To further investigate the robustness of the demographic inference, we conducted simulations using an Approximate Bayesian Computation (ABC, Lopes and Beaumont 2010) approach described in St. Onge et al. (2011) on all 12 subsampled datasets in both species. Four models were tested: (i) a standard neutral model (SNM), (ii) a population expansion model (PEM), (iii) an instant population size change model (ICM), and (iv) a bottleneck model (BNM).

In C. rubella, this analysis supports a recent and strong reduction in population size (ICM or BNM models) in all four subsamples of all three sampling strategies (Table 2), clearly demonstrating that the signature of the bottleneck at speciation in C. rubella is stronger than any effect that the sampling strategy may have. Because the acceptance rate was 0.0 for the SNM for all analyses, raw acceptance rates are presented rather than Bayes factors. From the instant change model, point estimates of effective population size, date of population size change, and the ancient population size ranged from 6000 to 26,000 individuals, from 8000 to 204,000 years ago, and from 5 to 31 times larger than the current size, respectively.

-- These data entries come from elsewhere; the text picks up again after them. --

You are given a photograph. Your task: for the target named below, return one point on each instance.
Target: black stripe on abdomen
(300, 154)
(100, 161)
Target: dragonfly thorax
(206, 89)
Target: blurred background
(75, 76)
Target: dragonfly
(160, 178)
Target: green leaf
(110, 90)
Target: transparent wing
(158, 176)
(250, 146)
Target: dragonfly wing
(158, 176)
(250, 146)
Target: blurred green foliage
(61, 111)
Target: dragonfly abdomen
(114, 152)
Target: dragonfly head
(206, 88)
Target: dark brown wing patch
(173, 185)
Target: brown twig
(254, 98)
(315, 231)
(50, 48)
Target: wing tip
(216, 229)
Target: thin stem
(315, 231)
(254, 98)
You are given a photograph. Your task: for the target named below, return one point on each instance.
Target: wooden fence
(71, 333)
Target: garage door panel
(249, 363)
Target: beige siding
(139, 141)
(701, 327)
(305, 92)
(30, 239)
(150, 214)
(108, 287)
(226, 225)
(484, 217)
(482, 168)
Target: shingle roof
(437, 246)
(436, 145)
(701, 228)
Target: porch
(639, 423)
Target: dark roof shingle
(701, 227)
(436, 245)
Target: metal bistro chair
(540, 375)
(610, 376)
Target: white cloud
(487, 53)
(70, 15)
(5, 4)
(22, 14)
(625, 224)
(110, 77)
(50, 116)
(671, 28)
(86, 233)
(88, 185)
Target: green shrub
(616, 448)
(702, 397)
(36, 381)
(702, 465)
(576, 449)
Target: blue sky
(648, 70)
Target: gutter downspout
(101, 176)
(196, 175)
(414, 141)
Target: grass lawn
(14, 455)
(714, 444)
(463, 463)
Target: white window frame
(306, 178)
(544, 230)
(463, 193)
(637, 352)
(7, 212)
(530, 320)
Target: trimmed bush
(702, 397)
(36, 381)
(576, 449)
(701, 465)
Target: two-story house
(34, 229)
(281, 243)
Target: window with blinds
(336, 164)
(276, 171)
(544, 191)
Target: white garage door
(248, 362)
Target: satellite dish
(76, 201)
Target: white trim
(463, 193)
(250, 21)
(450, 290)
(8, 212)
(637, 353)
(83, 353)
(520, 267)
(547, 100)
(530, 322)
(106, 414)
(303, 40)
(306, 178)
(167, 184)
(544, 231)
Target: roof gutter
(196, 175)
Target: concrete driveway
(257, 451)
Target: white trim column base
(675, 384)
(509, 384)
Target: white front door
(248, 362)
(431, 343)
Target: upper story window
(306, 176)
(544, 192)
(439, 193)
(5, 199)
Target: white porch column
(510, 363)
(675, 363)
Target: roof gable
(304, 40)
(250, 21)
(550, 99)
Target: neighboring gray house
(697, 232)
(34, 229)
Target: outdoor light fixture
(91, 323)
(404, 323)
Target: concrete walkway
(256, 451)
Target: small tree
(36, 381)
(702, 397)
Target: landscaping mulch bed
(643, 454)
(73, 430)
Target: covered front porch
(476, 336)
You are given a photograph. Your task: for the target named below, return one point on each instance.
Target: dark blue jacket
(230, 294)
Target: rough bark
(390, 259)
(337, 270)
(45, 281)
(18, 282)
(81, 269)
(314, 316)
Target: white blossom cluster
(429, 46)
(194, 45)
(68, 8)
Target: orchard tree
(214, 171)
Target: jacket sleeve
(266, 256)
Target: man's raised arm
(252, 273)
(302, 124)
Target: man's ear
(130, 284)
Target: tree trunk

Overall, these results suggest that major demographic events may simply overpower the effects of the sampling strategy. Posterior probability curves for these parameters are given in File S2.

Table 2. Probabilities for the models tested in C. rubella.

Model Subsample 1 Subsample 2 Subsample 3 Subsample 4
Local sampling
Standard neutral model 0.0 0.0 0.0 0.0
Population expansion model 0.0 0.0 0.0 0.0
Instant size change model 0.001052 0.000004 0.000152 0.000120
Bottleneck model 0.000004 0.000004 0.0 0.0
Pooled sampling
Standard neutral model 0.0 0.0 0.0 0.0
Population expansion model 0.0 0.0 0.0 0.0
Instant size change model 0.000836 0.000260 0.001088 0.000056
Bottleneck model 0.0 0.0 0.0 0.000044
Scattered sampling
Standard neutral model 0.0 0.0 0.0 0.0
Population expansion model 0.0 0.0 0.0 0.0
Instant size change model 0.000292 0.001120 0.000436 0.000356
Bottleneck model 0.0 0.000020 0.000012 0.000096

ABC analysis (Lopes and Beaumont 2010) was used in each species on all four subsamples across all three sampling strategies. Probabilities correspond to the proportion of accepted simulations with an acceptance threshold of 0.05. Analyses are based on total sites.

In all 12 subsamples in C. grandiflora, probabilities of the three models are very similar (Table 3) and would give Bayes factors no larger than three in any subsample. This supports previous studies (Foxe et al. 2009; St. Onge et al. 2011) that find either no strong departure from the standard neutral model or evidence of weak expansion in C. grandiflora, and it also demonstrates that sampling strategy does not alter this conclusion. Posterior probability curves for this analysis are given in File S3.

Table 3. Probabilities for the models in tested C. grandiflora.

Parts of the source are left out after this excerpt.